Saturday, September 6, 2025

Chinese Banquet (8/29)

Every night after the day’s workshop here in Hangzhou, we set off to a restaurant and sat around the round table with the round “Lazy Susan” wheel in the middle in a private, windowless room. There is no menu whereby each makes a personal choice. Simply a feast of dishes prepared for everyone. The dishes come in one at a time and one never knows what’s going to appear next. 
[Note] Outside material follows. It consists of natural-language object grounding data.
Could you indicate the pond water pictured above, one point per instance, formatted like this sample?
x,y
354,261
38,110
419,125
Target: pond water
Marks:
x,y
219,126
The expectation is that all take a little from each plate (though I bypass the meat dishes) and as the meal progresses, each can turn the wheel as they wish to take more of a favorite dish. After that initial sample, each decides what’s to their taste and what they would like more of. 

 

It struck me that this is the perfect metaphor for my Orff Course! I’m both the cook preparing the food and the waiter bringing each item to the table. In the actual restaurant, there are the meats, the fish, the vegetables, the noodles, the soups, the dumplings, the bowls of peanuts and more. In the Orff banquet, there are the games, the body percussion, the speech pieces, the songs, the folk dances, the movement activities, the small percussion ensembles, the Orff instrument ensemble, the recorder, the drama and yet more. We all taste each, chew them thoroughly, discover how to mix them on our plate, all with convivial conversation, laughter and pleasure in each other’s company. 

 

At the end of yesterday’s workshop, I shared this metaphor and my hopes that each tried some new dishes that they hadn’t sampled before. And in so doing, enlarged their musical palette and added to their culinary repertoire. Now that the workshop it’s done, it’s a good time to reflect what you want more of and set about learning it how to cook it in the kitchen—with the children. 

 

I affirmed that their motivation to spend the last five days of their summer vacation in Doug’s Cooking School came from the sense that as much as they enjoy eating their familiar foods, they also had a healthy curiosity to seek new tastes and textures and tantalizing flavors. Not only do the delicious new dishes or intriguing little variations of familiar ones offer a welcome sensual delight, but they are also nutritious, helping to build strong musical bodies 12 (or more) ways. I hoped that they enjoyed the banquet and let them know that I certainly did! 

 

We ended with a stirring Wind-Up the Bunkin game, photos with each participant and their certificated, hugs, thanks and off we went. A most wonderful meal indeed!